Chants libres & Oktoecho: Création de Sainte Marine

0

This page is also available in / Cette page est également disponible en: English (Anglais)

Chants libres

Création de Sainte Marine

par Justin Bernard

Il arrive que des histoires anciennes, attribuées à des figures parfois méconnues, soient criantes de modernité. C’est le cas de sainte Marine, dite Marine la Déguisée, une femme qui a consacré sa vie à Dieu malgré les épreuves et les regards portés sur elle.
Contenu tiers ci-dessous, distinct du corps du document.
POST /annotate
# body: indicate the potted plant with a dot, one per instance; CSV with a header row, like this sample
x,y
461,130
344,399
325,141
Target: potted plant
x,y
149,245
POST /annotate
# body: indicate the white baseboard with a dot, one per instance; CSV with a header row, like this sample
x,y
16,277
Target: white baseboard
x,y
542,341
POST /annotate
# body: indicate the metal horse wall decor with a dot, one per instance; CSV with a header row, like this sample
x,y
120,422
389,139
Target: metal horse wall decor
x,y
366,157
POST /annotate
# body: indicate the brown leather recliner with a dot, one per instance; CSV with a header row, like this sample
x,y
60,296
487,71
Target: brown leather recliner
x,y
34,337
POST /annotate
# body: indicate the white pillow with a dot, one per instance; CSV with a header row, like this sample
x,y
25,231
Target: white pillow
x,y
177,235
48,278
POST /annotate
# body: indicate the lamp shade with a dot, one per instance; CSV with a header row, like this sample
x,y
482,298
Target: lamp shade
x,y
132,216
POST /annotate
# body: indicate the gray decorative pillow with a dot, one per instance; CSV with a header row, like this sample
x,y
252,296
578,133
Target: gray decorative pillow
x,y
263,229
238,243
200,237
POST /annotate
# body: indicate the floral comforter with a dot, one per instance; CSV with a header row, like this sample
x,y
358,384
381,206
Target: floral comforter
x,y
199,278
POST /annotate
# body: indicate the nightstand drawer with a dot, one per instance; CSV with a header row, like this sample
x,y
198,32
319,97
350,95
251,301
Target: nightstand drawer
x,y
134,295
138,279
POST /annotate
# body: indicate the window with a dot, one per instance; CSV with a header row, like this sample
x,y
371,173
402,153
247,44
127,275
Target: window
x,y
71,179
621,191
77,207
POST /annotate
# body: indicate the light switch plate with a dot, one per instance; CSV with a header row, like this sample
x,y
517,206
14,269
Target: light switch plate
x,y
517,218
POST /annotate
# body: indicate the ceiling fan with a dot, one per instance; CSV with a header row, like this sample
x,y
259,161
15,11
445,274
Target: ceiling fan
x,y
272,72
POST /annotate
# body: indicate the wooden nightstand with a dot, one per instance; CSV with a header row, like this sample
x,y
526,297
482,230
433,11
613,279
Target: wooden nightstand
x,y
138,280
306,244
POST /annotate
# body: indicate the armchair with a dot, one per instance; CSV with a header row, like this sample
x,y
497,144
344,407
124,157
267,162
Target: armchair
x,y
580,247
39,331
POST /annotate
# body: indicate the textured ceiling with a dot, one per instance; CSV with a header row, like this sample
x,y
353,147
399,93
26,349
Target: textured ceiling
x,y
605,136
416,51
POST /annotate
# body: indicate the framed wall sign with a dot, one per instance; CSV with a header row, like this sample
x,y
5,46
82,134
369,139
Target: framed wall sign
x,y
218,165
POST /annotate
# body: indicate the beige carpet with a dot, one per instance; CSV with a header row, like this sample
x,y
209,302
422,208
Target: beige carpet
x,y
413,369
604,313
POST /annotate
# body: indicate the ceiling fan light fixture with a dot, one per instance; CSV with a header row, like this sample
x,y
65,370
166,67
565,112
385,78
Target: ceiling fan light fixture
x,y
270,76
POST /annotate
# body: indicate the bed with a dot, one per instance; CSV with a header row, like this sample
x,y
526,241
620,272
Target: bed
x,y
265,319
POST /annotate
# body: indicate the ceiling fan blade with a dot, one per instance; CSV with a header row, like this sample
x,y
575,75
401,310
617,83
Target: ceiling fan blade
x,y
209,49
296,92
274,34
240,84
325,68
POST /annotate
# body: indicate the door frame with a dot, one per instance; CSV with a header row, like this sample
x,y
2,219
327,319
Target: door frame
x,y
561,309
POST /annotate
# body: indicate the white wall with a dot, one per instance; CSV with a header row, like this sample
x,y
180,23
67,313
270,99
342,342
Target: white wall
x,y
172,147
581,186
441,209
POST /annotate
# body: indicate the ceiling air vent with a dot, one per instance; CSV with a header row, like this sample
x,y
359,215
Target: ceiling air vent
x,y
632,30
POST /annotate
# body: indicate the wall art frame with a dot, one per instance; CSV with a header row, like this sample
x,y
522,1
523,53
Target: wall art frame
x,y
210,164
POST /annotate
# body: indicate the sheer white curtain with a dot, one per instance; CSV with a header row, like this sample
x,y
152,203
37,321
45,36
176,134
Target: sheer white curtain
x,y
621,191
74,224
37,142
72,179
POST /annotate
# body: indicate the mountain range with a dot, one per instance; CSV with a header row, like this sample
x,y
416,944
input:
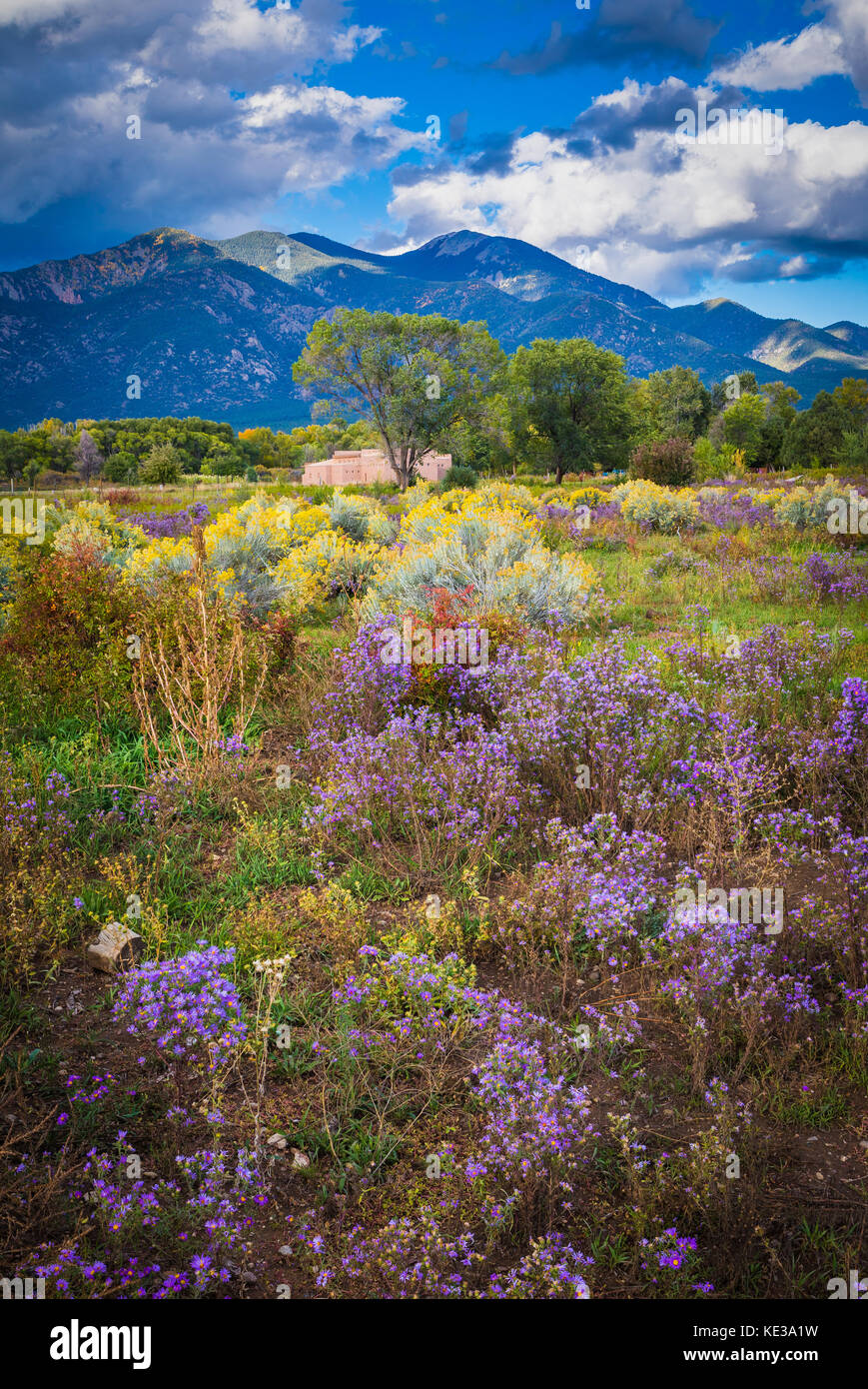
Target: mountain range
x,y
213,328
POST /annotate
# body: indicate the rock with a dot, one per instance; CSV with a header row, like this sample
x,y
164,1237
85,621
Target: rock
x,y
116,947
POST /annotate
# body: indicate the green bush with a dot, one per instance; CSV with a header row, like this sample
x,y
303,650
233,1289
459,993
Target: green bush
x,y
665,462
458,477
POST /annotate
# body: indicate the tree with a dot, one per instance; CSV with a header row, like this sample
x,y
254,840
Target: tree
x,y
88,458
782,401
852,403
572,406
815,435
678,402
161,464
665,462
743,424
484,444
412,377
121,467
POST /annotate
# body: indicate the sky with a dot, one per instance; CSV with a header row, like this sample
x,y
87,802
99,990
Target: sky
x,y
604,131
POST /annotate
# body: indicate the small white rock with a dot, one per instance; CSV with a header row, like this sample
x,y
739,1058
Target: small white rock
x,y
116,947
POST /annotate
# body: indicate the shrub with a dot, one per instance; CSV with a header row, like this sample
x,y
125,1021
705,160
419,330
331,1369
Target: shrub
x,y
163,464
458,477
658,509
665,462
64,648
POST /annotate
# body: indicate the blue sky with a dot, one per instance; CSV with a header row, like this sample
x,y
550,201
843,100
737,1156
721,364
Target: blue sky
x,y
555,124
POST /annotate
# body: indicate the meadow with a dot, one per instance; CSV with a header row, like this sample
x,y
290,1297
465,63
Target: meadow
x,y
537,976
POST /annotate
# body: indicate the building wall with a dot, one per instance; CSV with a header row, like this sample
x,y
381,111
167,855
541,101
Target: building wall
x,y
369,466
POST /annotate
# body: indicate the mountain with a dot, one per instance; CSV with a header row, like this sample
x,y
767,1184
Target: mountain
x,y
213,327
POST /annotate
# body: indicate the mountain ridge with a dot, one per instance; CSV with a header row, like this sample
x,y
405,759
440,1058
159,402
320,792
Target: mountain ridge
x,y
213,327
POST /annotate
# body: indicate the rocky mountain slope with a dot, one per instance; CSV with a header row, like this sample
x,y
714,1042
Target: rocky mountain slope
x,y
213,328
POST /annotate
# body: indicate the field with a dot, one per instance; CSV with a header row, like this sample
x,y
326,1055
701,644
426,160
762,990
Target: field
x,y
536,971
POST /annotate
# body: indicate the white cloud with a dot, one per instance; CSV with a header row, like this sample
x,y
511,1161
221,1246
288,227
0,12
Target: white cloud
x,y
786,64
660,214
838,45
220,129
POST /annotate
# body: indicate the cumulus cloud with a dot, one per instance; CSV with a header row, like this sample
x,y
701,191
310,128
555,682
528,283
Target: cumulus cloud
x,y
836,45
658,211
615,31
788,64
218,131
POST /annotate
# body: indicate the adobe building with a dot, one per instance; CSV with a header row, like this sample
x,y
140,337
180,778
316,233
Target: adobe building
x,y
370,466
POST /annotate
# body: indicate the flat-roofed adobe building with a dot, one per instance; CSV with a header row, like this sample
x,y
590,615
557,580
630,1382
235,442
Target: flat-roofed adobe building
x,y
370,466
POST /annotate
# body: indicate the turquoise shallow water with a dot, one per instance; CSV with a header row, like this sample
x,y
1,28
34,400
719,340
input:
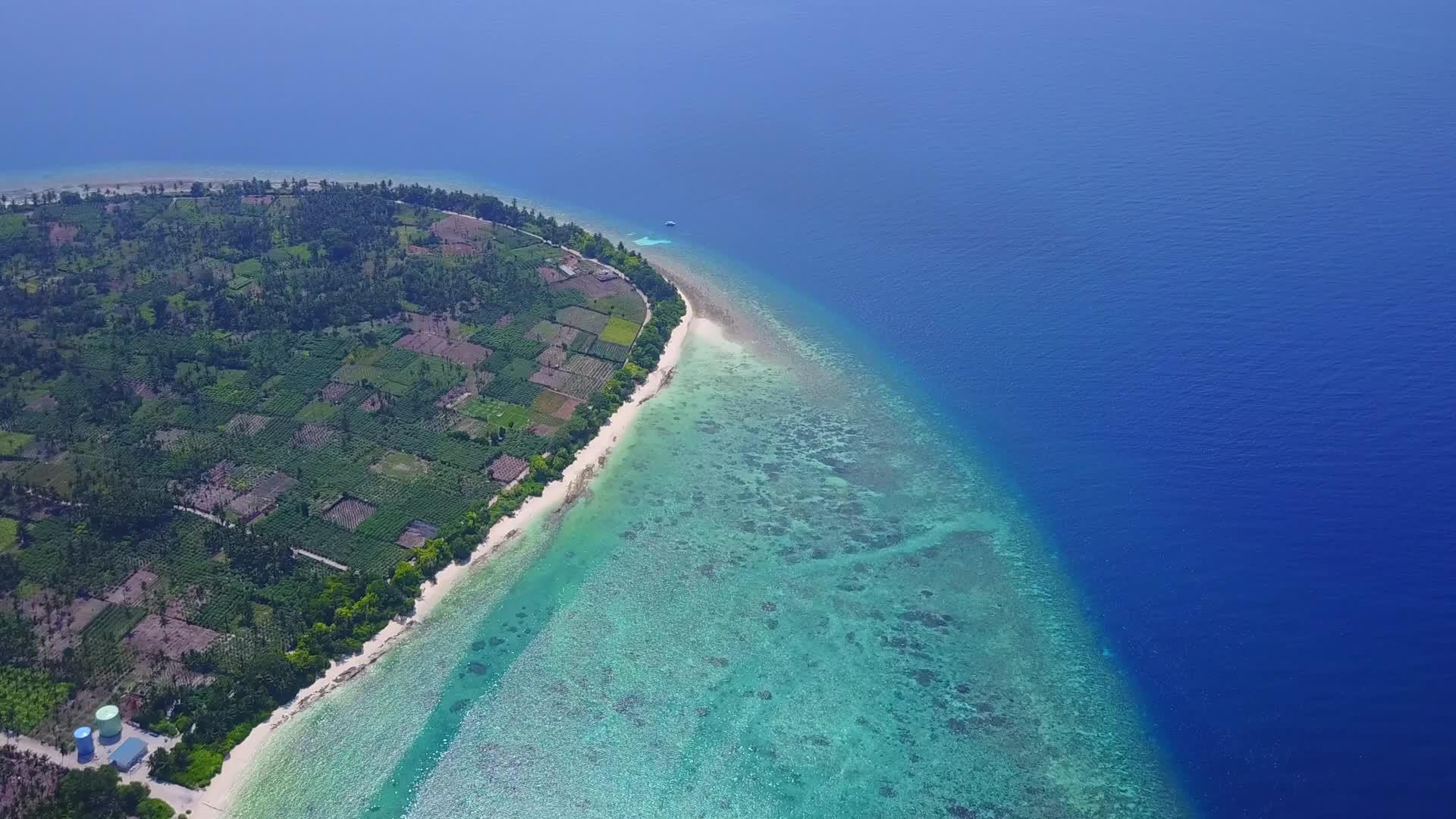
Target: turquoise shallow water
x,y
783,596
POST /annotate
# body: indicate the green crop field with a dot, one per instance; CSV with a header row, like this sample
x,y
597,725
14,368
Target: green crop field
x,y
248,268
12,444
619,331
316,411
400,465
114,623
625,305
27,697
220,354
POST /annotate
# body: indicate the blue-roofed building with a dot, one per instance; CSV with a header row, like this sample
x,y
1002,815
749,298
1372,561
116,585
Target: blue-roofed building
x,y
128,754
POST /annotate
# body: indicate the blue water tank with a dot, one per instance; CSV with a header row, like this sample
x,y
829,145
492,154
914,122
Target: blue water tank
x,y
83,742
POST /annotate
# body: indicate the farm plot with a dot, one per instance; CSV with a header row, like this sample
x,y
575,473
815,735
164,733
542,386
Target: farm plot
x,y
316,411
172,637
555,404
625,305
554,357
497,413
417,534
400,465
544,331
133,591
551,378
28,697
610,352
246,425
595,369
334,392
595,287
114,623
462,353
350,513
507,468
582,318
261,499
12,444
619,331
312,436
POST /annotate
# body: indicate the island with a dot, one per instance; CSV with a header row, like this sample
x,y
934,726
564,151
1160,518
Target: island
x,y
243,423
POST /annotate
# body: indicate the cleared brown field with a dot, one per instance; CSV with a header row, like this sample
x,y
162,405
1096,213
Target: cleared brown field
x,y
350,513
416,535
171,639
507,468
133,591
462,231
248,425
457,352
335,391
312,436
552,357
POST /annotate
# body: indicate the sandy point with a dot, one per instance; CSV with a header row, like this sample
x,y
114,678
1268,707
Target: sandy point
x,y
216,799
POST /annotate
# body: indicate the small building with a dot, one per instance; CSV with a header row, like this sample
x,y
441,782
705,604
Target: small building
x,y
108,722
128,754
85,746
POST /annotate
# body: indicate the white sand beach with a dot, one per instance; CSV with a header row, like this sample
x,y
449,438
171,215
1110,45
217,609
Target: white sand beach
x,y
218,796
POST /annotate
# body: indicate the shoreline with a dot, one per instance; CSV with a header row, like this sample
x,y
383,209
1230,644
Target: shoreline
x,y
215,800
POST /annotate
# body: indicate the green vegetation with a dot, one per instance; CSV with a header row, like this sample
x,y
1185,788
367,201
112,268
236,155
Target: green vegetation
x,y
619,331
498,413
27,697
284,357
39,789
12,444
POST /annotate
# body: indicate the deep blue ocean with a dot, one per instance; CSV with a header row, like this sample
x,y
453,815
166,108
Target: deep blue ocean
x,y
1185,273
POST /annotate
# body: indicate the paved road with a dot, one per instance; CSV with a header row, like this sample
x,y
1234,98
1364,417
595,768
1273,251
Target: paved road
x,y
180,798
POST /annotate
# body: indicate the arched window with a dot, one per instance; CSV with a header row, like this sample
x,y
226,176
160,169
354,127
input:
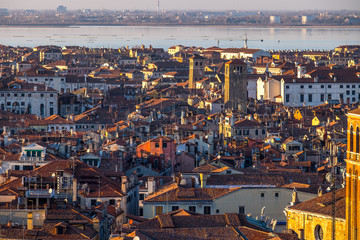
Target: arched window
x,y
318,232
29,109
42,110
351,136
357,140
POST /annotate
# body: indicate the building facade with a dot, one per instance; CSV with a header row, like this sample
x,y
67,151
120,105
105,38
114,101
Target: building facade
x,y
196,70
235,92
21,97
353,176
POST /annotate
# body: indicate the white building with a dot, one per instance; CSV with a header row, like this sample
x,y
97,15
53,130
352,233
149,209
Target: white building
x,y
312,88
41,75
275,19
306,19
31,156
21,97
268,89
317,90
243,53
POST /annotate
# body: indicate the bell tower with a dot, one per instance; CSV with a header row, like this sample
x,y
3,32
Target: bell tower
x,y
196,70
353,175
235,89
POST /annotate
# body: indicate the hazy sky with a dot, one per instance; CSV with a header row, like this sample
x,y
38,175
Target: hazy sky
x,y
185,4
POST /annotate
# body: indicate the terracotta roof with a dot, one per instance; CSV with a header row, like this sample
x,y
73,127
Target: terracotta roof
x,y
174,193
323,205
206,168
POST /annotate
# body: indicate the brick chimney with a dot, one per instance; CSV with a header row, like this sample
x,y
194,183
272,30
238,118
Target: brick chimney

Après le décès de sa mère, son père décide de la déguiser en garçon et de l’emmener au monastère de Quannoubine, au Liban, réservé pourtant aux hommes. À la mort de celle qui se fait appeler « frère Marin », la communauté découvre qu’il s’agit en réalité d’une femme. Sa vie, pleine de péripéties, aura été profondément marquée par une fausse accusation de viol à l’encontre de la fille d’un aubergiste. Marine, qui préfère cacher sa véritable identité, reconnaît les faits et est contrainte d’élever seule, dans la honte, l’enfant né de cette union forcée.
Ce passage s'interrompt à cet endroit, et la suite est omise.